Lately, Elon Musk is less present in the media circus; however, he is still active in indoctrinating dangerous fellows of the far-right as seen in his recent London address. So, his use of X in Europe continues for his Tech-Fascist agenda.
Yes, it’s Tech-Fascism. So, banning X is about banning fascism and its ability to gain influence in society through combining online surveillance and misleading content for a hyper tailored manipulation of citizens.
Today, I publicly reveal myself as the author of the campaign BAN X in EU. For one year, I promoted this campaign anonymously, disclosing it only to close contacts, through an online petition, posters, graffiti, and stickers across Europe. I first launched the project with the pseudonym John Doe from Spain, but in reality, it was me, Paolo Cirio. BAN X in EU is my personal work investigating the Digital Services Act (DSA) regulation for online disinformation in Europe as an artistic and activist endeavor.
I am concluding this campaign by publishing a video essay that reflects on redefining free speech online.
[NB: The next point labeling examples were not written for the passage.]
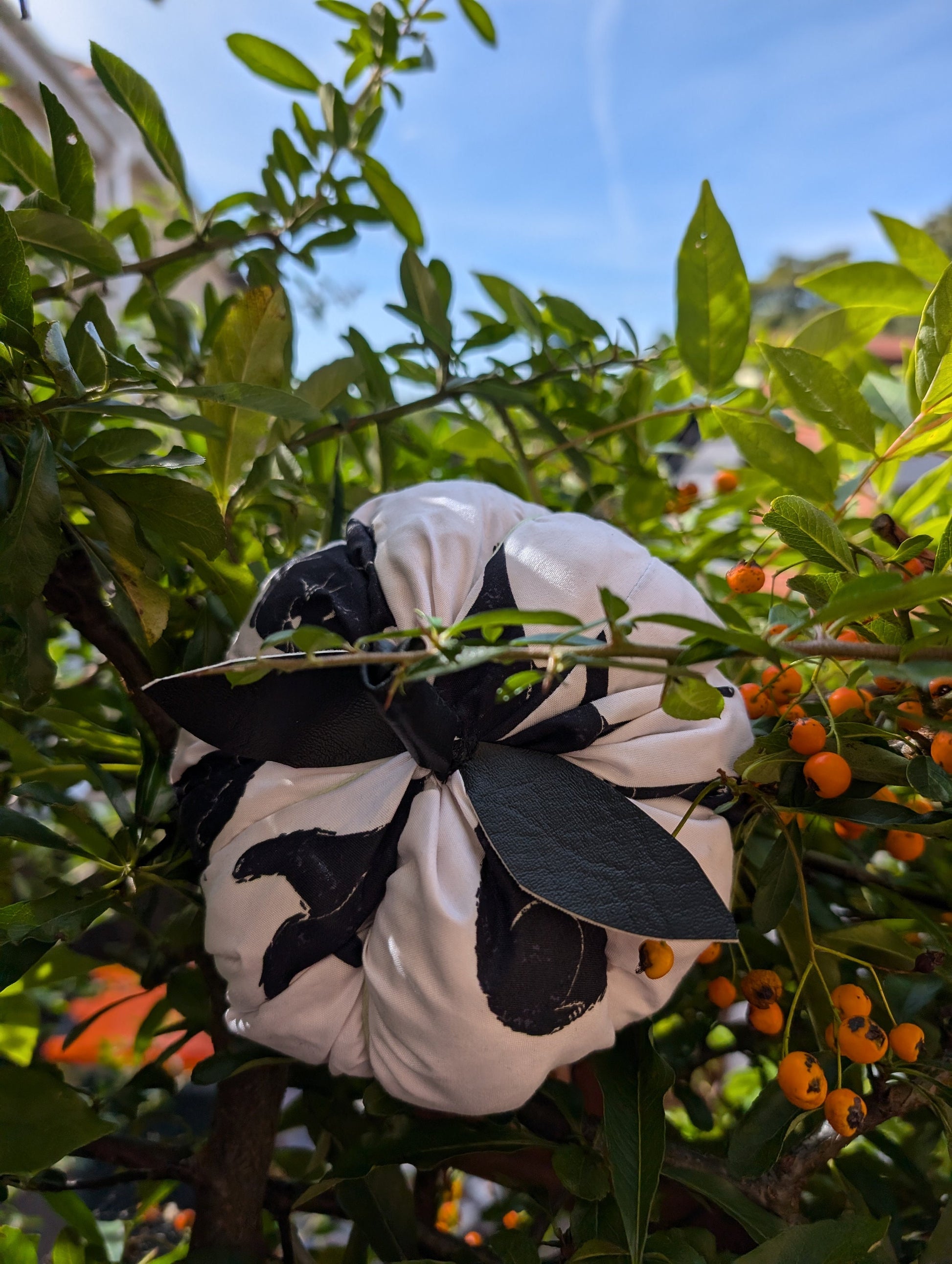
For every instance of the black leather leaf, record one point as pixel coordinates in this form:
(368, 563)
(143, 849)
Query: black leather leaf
(574, 841)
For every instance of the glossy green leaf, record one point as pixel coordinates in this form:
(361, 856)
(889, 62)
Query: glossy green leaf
(394, 202)
(825, 1241)
(917, 250)
(273, 62)
(250, 349)
(691, 698)
(24, 155)
(771, 449)
(172, 507)
(822, 393)
(869, 285)
(634, 1080)
(71, 238)
(812, 533)
(42, 1119)
(713, 296)
(139, 100)
(479, 21)
(29, 535)
(72, 161)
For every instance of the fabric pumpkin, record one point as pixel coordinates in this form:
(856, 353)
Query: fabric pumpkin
(451, 895)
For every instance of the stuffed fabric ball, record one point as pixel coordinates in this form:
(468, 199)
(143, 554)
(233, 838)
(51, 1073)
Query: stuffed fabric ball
(448, 893)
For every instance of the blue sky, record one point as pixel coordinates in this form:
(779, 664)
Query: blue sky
(569, 158)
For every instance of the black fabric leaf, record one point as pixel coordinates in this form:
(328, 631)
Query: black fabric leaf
(209, 793)
(573, 841)
(340, 880)
(540, 969)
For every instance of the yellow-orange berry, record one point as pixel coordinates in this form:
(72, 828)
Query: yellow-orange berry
(655, 958)
(861, 1039)
(747, 577)
(762, 988)
(768, 1019)
(941, 751)
(903, 845)
(907, 1042)
(722, 993)
(829, 774)
(802, 1081)
(844, 700)
(845, 1111)
(851, 1000)
(808, 737)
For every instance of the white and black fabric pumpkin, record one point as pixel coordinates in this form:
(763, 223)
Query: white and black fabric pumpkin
(449, 894)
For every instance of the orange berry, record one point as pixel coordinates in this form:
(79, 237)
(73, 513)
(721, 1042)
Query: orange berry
(768, 1019)
(808, 737)
(722, 993)
(758, 700)
(940, 688)
(861, 1039)
(907, 1042)
(829, 774)
(747, 577)
(802, 1081)
(655, 958)
(941, 751)
(844, 700)
(851, 1000)
(903, 845)
(912, 708)
(845, 1111)
(762, 988)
This new short video documents my protest art action across Europe and my short text on free speech. My own statements on disinformation, censorship, and manipulation are reassembled with AI effects to portray an ambiguous philosophical battle between myself and Elon Musk.
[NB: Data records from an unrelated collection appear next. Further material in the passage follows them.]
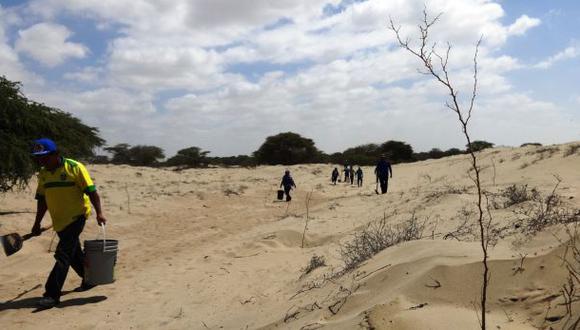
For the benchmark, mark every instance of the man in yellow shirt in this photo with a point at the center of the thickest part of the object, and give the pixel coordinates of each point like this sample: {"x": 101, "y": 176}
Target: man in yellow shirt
{"x": 66, "y": 190}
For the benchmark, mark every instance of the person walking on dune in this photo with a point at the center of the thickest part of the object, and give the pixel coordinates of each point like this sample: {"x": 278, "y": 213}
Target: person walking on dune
{"x": 66, "y": 190}
{"x": 351, "y": 170}
{"x": 359, "y": 176}
{"x": 346, "y": 173}
{"x": 287, "y": 183}
{"x": 383, "y": 171}
{"x": 334, "y": 176}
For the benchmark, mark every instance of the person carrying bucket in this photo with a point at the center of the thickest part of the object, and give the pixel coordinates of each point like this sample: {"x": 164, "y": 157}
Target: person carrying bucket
{"x": 334, "y": 175}
{"x": 287, "y": 183}
{"x": 383, "y": 171}
{"x": 66, "y": 190}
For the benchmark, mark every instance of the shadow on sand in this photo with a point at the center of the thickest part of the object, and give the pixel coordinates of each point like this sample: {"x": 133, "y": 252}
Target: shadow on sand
{"x": 32, "y": 303}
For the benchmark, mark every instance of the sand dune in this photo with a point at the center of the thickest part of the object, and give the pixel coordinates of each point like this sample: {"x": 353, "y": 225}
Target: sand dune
{"x": 213, "y": 249}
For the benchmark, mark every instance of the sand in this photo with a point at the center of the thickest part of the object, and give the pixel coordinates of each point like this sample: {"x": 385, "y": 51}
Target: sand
{"x": 214, "y": 249}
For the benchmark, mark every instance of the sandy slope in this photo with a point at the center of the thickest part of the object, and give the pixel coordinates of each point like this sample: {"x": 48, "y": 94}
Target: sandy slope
{"x": 211, "y": 248}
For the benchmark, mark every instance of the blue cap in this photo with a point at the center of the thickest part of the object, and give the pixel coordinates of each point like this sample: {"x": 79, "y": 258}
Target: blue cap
{"x": 43, "y": 147}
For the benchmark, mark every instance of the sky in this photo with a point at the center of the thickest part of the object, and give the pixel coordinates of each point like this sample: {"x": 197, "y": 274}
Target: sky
{"x": 223, "y": 75}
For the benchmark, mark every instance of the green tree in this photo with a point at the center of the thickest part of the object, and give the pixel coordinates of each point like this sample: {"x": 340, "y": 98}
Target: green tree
{"x": 479, "y": 145}
{"x": 120, "y": 153}
{"x": 397, "y": 151}
{"x": 22, "y": 121}
{"x": 287, "y": 149}
{"x": 189, "y": 157}
{"x": 145, "y": 155}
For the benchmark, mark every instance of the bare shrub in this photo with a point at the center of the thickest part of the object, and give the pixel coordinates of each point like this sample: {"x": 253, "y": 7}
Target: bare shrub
{"x": 514, "y": 195}
{"x": 572, "y": 150}
{"x": 542, "y": 212}
{"x": 377, "y": 236}
{"x": 315, "y": 262}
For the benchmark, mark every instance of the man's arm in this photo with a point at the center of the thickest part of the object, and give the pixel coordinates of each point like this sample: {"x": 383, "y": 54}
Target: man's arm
{"x": 96, "y": 201}
{"x": 40, "y": 211}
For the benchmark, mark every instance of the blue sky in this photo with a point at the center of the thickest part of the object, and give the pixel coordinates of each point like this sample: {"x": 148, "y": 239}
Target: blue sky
{"x": 223, "y": 75}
Without support and funding, I launched the project a year ago, anonymously, on the 26th of September 2024, months before Trump won the elections, and Elon Musk had joined Trump’s administration with inflammatory statements and supporting far-right parties. Just by posting one sticker at the time on the streets and by reaching out to everyone online, I collected thousands of signatures. I started to spread the idea of banning Elon Musk’s platform when it was still controversial, before his intentions became very clear to everyone. My initial impulse came from noticing an increasing amount of disinformation on climate change on X during the summer of 2024. It made me upset enough to drop everything and work full-time on the new campaign and risk everything for it. Somehow, I had the intuition for what was coming.
Meanwhile, in the political world, things aren’t getting any better. After all this time, the European Commission is not enforcing the DSA on Big-Tech to maintain diplomacy with the United States, which in return aggressively attacks legacy media with lawsuits, slashing funding, and AI content. Moreover, the Trump administration just instructed the FTC (Federal Trade Commission) to recommend Big-Tech firms to dismiss any DSA regulations for the safety of US citizens. Today, disinformation is at the core of Tech-Fascism, after all, free speech is not about expressing opinions any longer, but it's pure politics.
Through the self-regulation of Community Notes, X keeps escaping DSA regulations and fostering an environment where far-right content thrives under no scrutiny of platform-led content moderation. Under these conditions, the platform claims to ensure transparency and moderation through its Community Notes scheme: a subsection of their platform in which users can anonymously fact-check, report, and vote on posts that have been flagged. Anybody who has been active on X for more than six months can apply and become a contributor. All contributors are granted access to Community Notes and can participate in the content moderation process regardless of the topic of the post. For example, someone who has only ever posted about NBA basketball will be able to moderate posts about elections in Germany. Community Notes are advertised through democratic language such as “community-driven”, “contribution”, “decentralization”, and “contextualization”, but in reality, they function to dismantle expert-based accountability and the desire for credible sources. Due to the crowd-sourced nature of Community Notes and the rating algorithm that is used to publish notes, notes that surround controversial topics are often too slow to curtail problematic misinformation and even hateful messages regarding such topics. This can be seen in the case of the Israeli genocide in Palestine when Community Notes failed to adequately moderate misinformation surrounding the events of October 7, 2023. Additionally, sources that are cited within Community Notes most often link to other posts on X rather than external citations. This results in a weaponization of free speech principles to fuel hostile discourse online and cut out more formal and credible journalistic content.
This past July, X fully integrated Grok, its AI model, directly into their Community Notes interface as a contributor. This marks a new shift away from the populist model of Community Notes that favors the individual over the authority, to a new era of trust favoring artificial intelligence models. Unlike other AI models, such as ChatGPT, which rely on pre-trained datasets, Grok is unique in the sense that it integrates real-time training data via X’s API. This echoes the practices of Community Notes contributors who commonly cite X itself rather than external sources. Grok may be Musk’s most dangerous tool, as the poorly moderated and often factually incorrect training data from X that it calls upon is then regurgitated as fact-checking itself. Harm is further reinforced by Elon’s instructions for Grok to avoid political correctness and be suspicious of mainstream sources.
As the affordance within X’s interface and soon most other social media apps encourage the use of AI chatbots as the voice of truth and reason, new conversations on AI’s freedom of speech arise. These conversations involve moderating the AI models themselves and those who program them in pursuit of the protection of human freedom of speech and freedom of information. The narrative that all policy and moderation practices hinder personal autonomy and freedom of speech must be challenged.
Thanks to everyone who followed me on this, and goodbye if you are still using X and getting deluded by Musk’s algorithms.